Le Fils transforme la loi du Père en liberté...."Vous avez entendu ce qui a été dit aux anciens.., mais moi je vous dis... (Mt., 5, 21-22), voilà le levier avec lequel Jésus renverse le monde.

Ce qui fut dit aux anciens dans la loi, Lui le dit dans la liberté. Dans la loi, Dieu récompense les bons et châtie les méchants; mais dans la liberté, "Il fait lever son soleil sur les bons et les méchants et sur les bons et il fait pleuvoir sur les justes et sur les injustes (Mt., 5, 45).

La loi sépare les bons des méchants, la liberté les réunit. La loi ne sauve que les bons seuls; la liberté sauve les bons et les méchants. Les serviteurs du roi, envoyés pour appeler ceux qui avaient été invités aux noces... étant allés par les chemins, rassemblèrent tous ceux qu'ils trouvèrent, tant mauvais que bons, en sorte que la salle des noces fut remplie de convives. Le roi, entrant pour voir ceux qui étaient à table, aperçut un homme qui n'était pas vêtu d'un habit de noce...Alors le roi dit aux serviteurs: Liez-lui les pieds et les mains, et jetez-le dans les ténèbres du dehors ; c'est là qu'il y aura des pleurs et des grincements de dents. Car il y a beaucoup d'appelés, mais peu d'élus (Mt., 22, 3; 10-14).
Qui est cet homme qui n'est pas vêtu d'un habit de noce? Un méchant? Non, ici les méchants et les bons sont indistinctement mêlés. Il semble plutôt que celui qui « n'est pas vêtu d'un habit de noce» soit celui qui ne s'est pas «converti », qui ne s'est pas « retourné », qui n'a point passé de ce monde-ci dans l'autre, qui n'est pas un heureux, un élu.

« Il choisit pour ses apôtres des hommes injustes au-delà de toute mesure », dira l'Épître de Barnabé, qui date de l'ère apostolique. Et si l'on considère que Jésus lui-même traite Judas de « démon »(Jn., 6, 70) et Pierre de « satan » Mc. ,8, 23), il en est bien ainsi.

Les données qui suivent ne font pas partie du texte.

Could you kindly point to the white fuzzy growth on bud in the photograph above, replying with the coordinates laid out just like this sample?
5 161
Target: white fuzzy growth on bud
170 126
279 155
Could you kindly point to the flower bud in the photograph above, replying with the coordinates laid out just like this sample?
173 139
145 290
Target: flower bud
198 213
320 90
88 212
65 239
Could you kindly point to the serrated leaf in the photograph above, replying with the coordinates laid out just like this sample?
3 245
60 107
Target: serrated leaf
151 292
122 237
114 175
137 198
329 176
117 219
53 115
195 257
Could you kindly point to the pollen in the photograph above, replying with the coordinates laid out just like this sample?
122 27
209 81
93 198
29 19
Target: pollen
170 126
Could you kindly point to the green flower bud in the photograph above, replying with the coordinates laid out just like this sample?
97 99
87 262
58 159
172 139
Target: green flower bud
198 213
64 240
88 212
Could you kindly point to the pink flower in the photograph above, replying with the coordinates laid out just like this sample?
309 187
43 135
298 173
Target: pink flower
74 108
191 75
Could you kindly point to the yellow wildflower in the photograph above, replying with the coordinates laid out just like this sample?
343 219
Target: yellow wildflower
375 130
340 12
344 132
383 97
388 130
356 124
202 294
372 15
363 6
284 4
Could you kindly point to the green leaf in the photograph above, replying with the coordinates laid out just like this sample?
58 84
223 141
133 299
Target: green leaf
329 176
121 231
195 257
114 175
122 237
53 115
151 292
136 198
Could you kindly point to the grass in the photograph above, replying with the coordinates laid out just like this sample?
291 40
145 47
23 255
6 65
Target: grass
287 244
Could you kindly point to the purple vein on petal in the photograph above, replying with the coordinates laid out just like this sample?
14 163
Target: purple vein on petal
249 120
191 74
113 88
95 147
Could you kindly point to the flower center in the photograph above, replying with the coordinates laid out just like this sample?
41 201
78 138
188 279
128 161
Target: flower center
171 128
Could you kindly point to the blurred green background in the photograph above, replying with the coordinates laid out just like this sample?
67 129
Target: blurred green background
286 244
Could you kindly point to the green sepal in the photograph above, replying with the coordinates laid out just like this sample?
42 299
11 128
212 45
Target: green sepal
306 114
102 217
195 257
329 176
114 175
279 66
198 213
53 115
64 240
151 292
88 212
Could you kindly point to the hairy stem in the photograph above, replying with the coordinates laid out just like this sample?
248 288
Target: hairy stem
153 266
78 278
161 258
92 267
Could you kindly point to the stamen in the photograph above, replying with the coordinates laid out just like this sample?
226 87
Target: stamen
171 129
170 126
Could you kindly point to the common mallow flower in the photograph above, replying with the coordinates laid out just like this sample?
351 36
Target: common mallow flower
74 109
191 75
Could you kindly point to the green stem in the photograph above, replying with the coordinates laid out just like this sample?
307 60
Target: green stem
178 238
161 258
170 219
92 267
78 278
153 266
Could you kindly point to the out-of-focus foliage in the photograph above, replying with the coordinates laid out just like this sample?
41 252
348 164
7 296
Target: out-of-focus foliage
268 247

Lorsque Celse qui n'a évidemment rien compris, dit que « Jésus s'entoura de dix ou onze scélérats, les plus perdus de tous les hommes », il exagère perfidement, mais sa perplexité semble sincère lorsqu'il se demande :« Pourquoi une telle préférence pour les pécheurs? » Tous les professeurs de « morale», de Kant à Socrate, pourraient se poser avec autant de perplexité la même question.

Les péagers et les femmes de mauvaise vie vous (les justes) devancent dans le royaume de Dieu (Mt., 15, 28), dira le Seigneur. Or, les péagers, telonai, sont d'après le Talmud, «de véritables brigands».

ll a été mis au rang des malfaiteurs (Mc., 15, 28), dira-t-on de Jésus lui-même. Au milieu des femmes de mauvaise vie et des péagers, il est le «malfaiteur des malfaiteurs», le «réprouvé des réprouvés », le «maudit des maudits ».

Cette populace qui ne connaît point la loi est exécrable(Jn., 7, 49) diront les hommes de loi de tous les « ignorants de la loi » qui suivent Jésus.

Maudits sont les « hommes obscurs », les am-ha-orez; et c'est cette malédiction qui deviendra Bénédiction, Béatitude, selon la loi du « monde renversé »- du royaume de Dieu.

L'égalité dans la loi, c'est l'impersonnalité; la personnalité dans la liberté, c'est l'inégalité : ce levier-là aussi renversera le monde. On donnera à celui qui a, et il sera dans l'abondance; mais à celui qui n'a pas, on ôtera même ce qu'il a (Mt, 13, 12).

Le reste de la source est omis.